Se la caveranno ancora


(Otello Chelli) Livorno, 14 settembre – Il vescovo Simone Giusti che accusa il sindaco Filippo Nogarin per la gestione dell’emergenza in occasione del nubifragio che nella notte tra sabato e domenica scorsi ha provocato vittime ed ingenti danni in città, dovrebbe “sciacquarsi la bocca”, come si dice a Livorno, o quantomeno avere miglior memoria, prima di parlare, visto che la Chiesa livornese, da lui guidata, continua ad insistere nel restauro della cosiddetta Aula mariana la cui realizzazione ha provocato ingenti danni idrogeologici alla zona di Montenero.
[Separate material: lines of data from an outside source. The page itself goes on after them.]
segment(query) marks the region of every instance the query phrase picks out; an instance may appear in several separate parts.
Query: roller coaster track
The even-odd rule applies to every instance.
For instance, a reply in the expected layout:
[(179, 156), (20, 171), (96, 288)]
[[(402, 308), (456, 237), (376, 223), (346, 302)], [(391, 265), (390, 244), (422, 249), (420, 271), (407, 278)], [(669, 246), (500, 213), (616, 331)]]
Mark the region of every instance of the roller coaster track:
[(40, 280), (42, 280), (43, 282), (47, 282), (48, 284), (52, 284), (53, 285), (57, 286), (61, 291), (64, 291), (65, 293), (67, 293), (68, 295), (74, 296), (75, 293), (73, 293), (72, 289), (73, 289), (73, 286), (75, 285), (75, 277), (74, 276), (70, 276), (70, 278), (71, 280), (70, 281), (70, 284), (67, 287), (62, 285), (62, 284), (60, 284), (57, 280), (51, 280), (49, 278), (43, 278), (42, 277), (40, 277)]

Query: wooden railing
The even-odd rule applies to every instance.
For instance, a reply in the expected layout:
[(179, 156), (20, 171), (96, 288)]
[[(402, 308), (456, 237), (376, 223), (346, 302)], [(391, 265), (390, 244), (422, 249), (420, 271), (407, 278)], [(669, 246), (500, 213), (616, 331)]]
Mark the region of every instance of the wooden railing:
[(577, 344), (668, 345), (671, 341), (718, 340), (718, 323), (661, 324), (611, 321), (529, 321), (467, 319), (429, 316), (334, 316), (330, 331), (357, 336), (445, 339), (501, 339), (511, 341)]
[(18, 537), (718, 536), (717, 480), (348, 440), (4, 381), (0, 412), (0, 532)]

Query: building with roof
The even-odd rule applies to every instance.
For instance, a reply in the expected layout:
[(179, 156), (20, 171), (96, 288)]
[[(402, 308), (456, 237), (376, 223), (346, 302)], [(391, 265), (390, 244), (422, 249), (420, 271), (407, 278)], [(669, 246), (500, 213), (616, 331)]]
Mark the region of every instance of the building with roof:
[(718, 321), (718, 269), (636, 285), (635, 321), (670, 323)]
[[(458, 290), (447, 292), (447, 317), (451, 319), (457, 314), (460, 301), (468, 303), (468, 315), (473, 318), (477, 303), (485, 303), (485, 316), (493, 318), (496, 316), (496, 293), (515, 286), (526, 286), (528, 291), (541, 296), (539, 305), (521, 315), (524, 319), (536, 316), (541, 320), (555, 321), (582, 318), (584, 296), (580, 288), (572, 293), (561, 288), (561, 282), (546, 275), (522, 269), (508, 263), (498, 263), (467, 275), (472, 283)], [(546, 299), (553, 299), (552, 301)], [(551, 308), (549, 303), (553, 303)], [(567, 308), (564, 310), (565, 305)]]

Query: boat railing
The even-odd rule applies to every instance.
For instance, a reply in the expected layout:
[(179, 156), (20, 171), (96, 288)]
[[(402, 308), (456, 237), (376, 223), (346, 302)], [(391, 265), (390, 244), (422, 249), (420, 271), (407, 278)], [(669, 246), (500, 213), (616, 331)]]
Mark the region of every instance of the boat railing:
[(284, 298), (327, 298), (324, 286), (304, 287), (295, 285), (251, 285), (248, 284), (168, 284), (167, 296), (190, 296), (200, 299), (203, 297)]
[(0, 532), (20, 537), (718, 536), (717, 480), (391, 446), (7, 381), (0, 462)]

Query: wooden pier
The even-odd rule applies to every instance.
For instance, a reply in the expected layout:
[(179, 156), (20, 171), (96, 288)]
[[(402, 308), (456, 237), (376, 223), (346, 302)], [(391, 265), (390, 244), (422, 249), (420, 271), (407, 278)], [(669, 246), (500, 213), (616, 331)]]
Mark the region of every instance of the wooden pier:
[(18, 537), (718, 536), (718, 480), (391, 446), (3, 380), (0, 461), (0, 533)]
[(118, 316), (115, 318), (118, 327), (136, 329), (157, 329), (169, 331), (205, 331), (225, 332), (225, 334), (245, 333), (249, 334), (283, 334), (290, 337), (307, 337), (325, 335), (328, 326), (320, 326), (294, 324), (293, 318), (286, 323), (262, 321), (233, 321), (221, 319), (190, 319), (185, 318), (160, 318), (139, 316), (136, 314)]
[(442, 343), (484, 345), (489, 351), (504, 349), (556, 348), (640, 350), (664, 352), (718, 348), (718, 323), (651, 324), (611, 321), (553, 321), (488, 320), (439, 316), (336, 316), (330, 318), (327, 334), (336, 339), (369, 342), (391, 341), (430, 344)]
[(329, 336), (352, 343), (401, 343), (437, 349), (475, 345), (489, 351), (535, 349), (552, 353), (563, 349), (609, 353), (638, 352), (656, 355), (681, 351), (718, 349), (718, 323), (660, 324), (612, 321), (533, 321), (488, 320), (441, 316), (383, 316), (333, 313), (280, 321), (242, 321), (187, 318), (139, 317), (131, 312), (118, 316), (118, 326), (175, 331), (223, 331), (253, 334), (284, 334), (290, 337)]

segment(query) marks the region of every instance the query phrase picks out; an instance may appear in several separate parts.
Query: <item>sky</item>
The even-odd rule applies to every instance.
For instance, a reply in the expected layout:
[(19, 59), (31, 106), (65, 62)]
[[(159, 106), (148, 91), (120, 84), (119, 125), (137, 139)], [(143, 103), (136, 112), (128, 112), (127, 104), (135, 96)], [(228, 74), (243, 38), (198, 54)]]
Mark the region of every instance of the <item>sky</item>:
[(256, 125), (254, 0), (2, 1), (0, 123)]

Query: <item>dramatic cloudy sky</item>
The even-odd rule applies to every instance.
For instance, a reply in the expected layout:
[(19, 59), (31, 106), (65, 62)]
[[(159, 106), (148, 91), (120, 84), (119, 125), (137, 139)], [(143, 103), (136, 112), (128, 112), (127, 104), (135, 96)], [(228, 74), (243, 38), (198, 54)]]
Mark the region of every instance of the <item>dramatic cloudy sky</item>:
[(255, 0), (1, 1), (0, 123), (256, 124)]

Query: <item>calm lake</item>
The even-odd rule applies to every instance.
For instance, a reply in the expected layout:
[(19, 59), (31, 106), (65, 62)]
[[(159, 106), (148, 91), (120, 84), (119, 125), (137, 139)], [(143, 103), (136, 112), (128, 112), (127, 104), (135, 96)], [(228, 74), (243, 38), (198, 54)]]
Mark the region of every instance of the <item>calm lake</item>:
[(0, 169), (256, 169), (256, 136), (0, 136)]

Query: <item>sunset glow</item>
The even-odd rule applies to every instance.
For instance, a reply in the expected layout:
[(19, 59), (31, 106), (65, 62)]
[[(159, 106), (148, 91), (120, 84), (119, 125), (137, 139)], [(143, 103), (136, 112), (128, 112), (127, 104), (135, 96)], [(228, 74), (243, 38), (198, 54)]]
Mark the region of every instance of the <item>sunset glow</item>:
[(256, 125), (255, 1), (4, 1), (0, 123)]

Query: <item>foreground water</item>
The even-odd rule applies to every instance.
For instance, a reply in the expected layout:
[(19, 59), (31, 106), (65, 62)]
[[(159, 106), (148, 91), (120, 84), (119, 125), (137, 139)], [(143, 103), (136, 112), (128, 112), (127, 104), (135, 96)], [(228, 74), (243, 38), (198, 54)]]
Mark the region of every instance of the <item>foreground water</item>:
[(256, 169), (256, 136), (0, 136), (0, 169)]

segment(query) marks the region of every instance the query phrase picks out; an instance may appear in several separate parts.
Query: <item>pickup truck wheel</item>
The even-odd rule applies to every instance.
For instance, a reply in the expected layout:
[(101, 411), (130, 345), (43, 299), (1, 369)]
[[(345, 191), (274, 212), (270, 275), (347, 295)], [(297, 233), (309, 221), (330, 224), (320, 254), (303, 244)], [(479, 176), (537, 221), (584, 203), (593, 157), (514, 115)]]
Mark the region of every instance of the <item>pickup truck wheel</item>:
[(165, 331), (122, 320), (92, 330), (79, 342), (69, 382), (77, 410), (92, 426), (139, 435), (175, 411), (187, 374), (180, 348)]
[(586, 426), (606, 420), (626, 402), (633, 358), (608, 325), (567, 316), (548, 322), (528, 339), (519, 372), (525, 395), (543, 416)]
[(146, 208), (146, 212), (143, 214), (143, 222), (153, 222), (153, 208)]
Domandate alla Pro Loco di Montenero, se non è vero. Quella costruzione ha distrutto almeno tre o quattrocento polle di acqua pura e ha praticamente dissestato l’assetto naturale ed ecologico dell’intera zona. Il fatto che immediatamente dopo sia diventata inagibile, dimostra i danni provocati. Ma oggi lui, architetto, vuol passare agli annali per il restauro dell’Aula e per questo ha ottenuto di nuovo soldi dallo Stato e persino dall’Europa.
Nelle sue prime dichiarazioni post dramma di questi giorni, monsignor Giusti ha tuonato contro la burocrazia affermando che essa ritarda i lavori dell’Aula mariana. Poi, forse, si è accorto dell’inopportunità di quanto detto rispetto alla tragedia avvenuta la notte tra il 9 e 10 settembre e si è corretto, accusando il Comune di Livorno per il modo in cui ha gestito l’emergenza.
Il sindaco Nogarin, da parte sua, non è meno responsabile, se è vero che alle 22,25 di sabato 9 settembre le attività in Comune erano cessate, mentre la Regione Toscana lanciava allarmi fino alle 5,30. Se era andato a dormire, invece di mettere in guardia, anche telefonicamente, i cittadini in pericolo, Nogarin se la vedrà con la giustizia, sempre che a Livorno ce ne sia una, visti i precedenti “polpettoni” del Cantiere navale, dei bacini e del Nuovo centro. Ma anche chi ha permesso il tombamento dei fiumi e distribuito licenze edilizie incompatibili con l’ambiente, dovrà subirne le conseguenze. La mia opinione, comunque, è che i “soliti noti”, come sempre, se la caveranno ancora. Questa è l’Italia.